ALTHOUGH the principal drivers of the extremely dry weather pattern that dominated the latter months of 2019 have now mostly faded, there are still some unusual happenings with the long-term climate indicators that reduce the confidence level of any predictions for the coming months.
One reason is that the oceans around the continent (indeed around much of the world) are holding more heat (energy) than at any time in recorded history, and there is uncertainty on how this will play out in the immediate future.
Looking for analogous years in the past as a guide is impossible.
To consider some of these aspects, we might start with the Indian Ocean. Although the Indian Ocean dipole is back close to zero, its effects on Australian rainfall in the first four months of the year are minimal at the best of times, but its importance will return later in autumn.
Next, the pulses of tropical activity that circle the globe every 30 to 60 days, known as the Madden-Julian Oscillation, are important in the coming months.

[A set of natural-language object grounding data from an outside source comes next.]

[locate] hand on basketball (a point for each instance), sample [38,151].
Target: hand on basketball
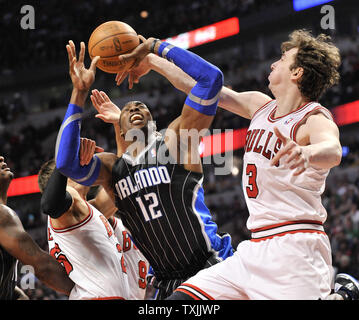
[81,78]
[87,149]
[296,154]
[107,110]
[139,53]
[134,74]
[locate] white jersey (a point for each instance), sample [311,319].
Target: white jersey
[136,264]
[92,257]
[273,195]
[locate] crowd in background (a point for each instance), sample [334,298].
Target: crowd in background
[53,27]
[25,151]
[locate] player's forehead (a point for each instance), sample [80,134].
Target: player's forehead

A recent strong MJO has moved away to the east and as a result, more stable weather is favoured in the tropical part of the continent in the coming weeks.
The next pulse is not expected in the Australian region until mid-February, but this has the potential to change as the MJO can be variable.
Therefore as a long-term forecasting tool, it is not great.
Thirdly, the Southern Annular Mode refers to the north-south movement of the Southern Ocean westerlies.
Recently, a negative SAM has pushed the westerlies further north than normal at this time of year, bringing dry, hot conditions in NSW and Queensland. After briefly returning to zero, it is again slightly negative but - hopefully - this won't last long.
A positive SAM in February and March would be good news for eastern NSW and Queensland, but its fluctuations recently have been unusually inconsistent.
Finally, let's look at the Pacific Ocean.
The El Nino Southern Oscillation is the main indicator and this has been neutral for some months.
Neutrality is favoured to continue so this decreases its use as a predictor in months ahead.
The Southern Oscillation Index - a simple guide to how ENSO is performing - is neutral between -7 and +7.
Currently the SOI is around -5, so within range but towards the "drier" part of it.
So in summary, there remain no clear indicators either way for 2020, but the positive signs are the negative rainfall indicators all appear to be fading at this stage.
So, near average rainfall is favoured for a lot of the coming year.